The lockdown, the pandemic, the financial fallout are all catalysts that have put the straight truth in front of us. The reason why I shared the above examples with you was to help you draw a clearer contrast to another episode that was recently in news and had been projected as an event to be proud and boastful of.  Yes, Mukesh Ambani has left behind Sillicon Valley stalwart Elon Musk and Alphabet co-founders Larry Page and Sergey Brin to become the sixth richest person in the whole world.
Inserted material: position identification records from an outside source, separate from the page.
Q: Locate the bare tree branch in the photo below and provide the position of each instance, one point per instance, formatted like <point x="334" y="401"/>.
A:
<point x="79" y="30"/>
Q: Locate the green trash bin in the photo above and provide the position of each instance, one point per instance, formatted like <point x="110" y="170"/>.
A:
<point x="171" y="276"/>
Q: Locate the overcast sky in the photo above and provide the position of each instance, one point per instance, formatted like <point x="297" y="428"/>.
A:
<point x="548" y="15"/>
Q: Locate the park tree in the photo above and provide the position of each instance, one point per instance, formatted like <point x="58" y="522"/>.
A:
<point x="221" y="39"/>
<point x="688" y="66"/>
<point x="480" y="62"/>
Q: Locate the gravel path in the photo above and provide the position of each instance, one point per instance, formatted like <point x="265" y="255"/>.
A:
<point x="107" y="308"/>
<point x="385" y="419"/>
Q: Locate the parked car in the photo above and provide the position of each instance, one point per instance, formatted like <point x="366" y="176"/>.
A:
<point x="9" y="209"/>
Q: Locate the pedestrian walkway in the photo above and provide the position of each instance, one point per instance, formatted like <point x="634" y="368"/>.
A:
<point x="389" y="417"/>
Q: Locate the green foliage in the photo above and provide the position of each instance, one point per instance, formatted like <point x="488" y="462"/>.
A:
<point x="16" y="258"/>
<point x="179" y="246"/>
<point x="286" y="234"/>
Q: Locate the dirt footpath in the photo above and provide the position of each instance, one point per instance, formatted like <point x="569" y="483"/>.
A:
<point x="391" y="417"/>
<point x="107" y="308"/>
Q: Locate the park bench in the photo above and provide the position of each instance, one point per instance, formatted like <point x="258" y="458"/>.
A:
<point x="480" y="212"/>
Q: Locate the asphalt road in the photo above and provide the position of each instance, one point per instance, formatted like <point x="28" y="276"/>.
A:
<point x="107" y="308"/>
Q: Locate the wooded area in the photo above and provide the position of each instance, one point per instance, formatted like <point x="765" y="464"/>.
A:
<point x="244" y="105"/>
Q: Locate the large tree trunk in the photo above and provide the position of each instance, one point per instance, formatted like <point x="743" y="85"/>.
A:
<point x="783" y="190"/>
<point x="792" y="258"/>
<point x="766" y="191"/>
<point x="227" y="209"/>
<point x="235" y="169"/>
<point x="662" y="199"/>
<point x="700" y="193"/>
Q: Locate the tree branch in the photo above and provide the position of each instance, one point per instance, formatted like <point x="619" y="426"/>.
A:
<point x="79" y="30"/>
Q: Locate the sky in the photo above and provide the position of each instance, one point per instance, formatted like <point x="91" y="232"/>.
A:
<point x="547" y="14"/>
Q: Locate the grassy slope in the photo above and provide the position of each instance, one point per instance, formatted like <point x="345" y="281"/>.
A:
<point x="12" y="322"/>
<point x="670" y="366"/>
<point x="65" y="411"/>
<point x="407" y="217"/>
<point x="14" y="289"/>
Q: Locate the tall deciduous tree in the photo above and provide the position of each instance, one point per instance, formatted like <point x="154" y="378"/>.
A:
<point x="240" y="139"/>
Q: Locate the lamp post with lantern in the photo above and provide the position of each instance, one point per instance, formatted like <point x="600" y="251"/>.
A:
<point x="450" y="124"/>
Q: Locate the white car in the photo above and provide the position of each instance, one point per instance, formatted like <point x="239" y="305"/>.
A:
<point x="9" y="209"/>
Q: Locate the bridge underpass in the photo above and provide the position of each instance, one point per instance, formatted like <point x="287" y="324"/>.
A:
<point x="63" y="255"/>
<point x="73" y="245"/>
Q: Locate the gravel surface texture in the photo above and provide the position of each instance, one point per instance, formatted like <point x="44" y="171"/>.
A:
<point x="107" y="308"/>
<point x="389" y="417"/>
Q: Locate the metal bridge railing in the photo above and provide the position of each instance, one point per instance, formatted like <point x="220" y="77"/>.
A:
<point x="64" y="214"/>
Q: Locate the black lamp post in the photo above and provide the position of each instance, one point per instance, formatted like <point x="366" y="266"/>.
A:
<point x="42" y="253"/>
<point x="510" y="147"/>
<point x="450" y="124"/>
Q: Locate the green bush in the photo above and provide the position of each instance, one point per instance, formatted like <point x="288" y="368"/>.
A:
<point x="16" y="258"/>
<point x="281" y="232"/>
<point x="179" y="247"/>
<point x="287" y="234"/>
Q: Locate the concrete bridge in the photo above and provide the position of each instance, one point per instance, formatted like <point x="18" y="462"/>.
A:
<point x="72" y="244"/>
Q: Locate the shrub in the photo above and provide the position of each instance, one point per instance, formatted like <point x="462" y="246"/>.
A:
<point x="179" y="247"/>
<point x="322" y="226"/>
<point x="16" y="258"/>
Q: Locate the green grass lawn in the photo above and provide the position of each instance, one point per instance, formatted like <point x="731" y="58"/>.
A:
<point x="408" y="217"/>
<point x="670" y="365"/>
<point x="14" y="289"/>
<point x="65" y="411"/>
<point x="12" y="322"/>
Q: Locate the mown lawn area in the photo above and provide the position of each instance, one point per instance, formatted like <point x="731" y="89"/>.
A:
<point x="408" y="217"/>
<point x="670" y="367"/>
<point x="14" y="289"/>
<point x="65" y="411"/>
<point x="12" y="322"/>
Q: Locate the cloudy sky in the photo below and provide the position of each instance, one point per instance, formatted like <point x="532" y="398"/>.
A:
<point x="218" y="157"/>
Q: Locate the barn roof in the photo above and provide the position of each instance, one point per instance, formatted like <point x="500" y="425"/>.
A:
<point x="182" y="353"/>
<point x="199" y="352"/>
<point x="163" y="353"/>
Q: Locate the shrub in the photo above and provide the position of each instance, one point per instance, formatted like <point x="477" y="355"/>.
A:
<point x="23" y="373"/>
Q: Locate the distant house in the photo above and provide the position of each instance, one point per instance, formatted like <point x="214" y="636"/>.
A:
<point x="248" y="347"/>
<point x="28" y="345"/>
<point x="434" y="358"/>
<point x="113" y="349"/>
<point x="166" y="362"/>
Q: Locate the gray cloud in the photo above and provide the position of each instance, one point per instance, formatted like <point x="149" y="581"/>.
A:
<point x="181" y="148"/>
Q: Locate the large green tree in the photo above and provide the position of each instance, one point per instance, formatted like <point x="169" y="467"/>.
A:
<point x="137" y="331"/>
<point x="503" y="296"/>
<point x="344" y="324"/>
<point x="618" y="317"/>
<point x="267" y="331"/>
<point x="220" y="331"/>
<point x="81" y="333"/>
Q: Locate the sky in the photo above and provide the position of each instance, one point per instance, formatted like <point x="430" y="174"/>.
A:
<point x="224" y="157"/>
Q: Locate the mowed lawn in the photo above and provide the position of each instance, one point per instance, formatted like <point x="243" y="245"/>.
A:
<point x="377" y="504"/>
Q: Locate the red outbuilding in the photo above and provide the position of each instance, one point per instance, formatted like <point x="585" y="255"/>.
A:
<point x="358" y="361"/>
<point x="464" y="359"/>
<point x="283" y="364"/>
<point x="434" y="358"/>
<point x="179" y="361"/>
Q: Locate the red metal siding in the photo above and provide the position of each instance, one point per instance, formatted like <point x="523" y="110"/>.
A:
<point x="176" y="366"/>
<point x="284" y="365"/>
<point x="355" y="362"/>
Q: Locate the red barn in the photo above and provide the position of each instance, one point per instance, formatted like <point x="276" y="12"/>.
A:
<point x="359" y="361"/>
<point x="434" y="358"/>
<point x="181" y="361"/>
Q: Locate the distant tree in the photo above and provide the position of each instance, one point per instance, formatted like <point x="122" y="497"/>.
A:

The Chairman of Reliance Industries Mukesh Ambani’s wealth has now become 72.4 billion dollars. 

While we were celebrating the success and wealth of Mukesh Ambani, another tragic news came in but faded in the media spectacle and pride ceremony that caught the attention of Indian masses. 

Who would want to pay attention to the grim and terribly tragic news of a Dalit couple from Madhya Pradesh who drank pesticides and committed suicide, when despite their repeated attempts, cops bulldozed their crops on the instruction of officers of the revenue department. The farmer couple was already very poor and upon seeing their standing crops being brutally destroyed they couldn’t take it anymore and committed suicide before being beaten up brutally by the police. On the one hand, the industrialists and bourgeoisie are amassing wealth and property and are making it on the list of the richest and on the other, ordinary peasants and migrants are choosing to end their lives in sheer economic helpless. 

Imagine what must have been going through the minds of the young Rakesh Musahar’s parents, when they were compelled to witness the scene of their eight year old son dying of starvation before their own eyes? Would the wealth of Makes Ambani or the fact that he is now the sixth richest person in the world, bring back their son to life or will it make life easier by even one-percent for them? Will it ensure that no one goes to bed hungry in India or that no Dalit is killed or mocked  by the industrialist-lobbies if they refuse to hand over their lands for constructing multi utility plants for corporate gains? 

The stark and growing divided between the rich and the poor is multiplying in our country and the pandemic has made this reality more clear than ever before. As lakhs lose their lives and stare at a helpless and bleak future, what does India have to offer to them? 

These two sides of India are visible each time you climb on top of a skyscraper in Delhi and Mumbai and look at the miserable slums below, the moment you look behind the fancy hoardings, you will see that India is more in Dharavi than in the stock exchange and that one reality is being made to override the other. The pandemic has compelled me to open not just my eyes but my heart too, so that no matter how much populist media and political rhetoric try to confuse me, I see the India that is composed of simple, ordinary people who are starving, suffering and toiling and are waiting for change.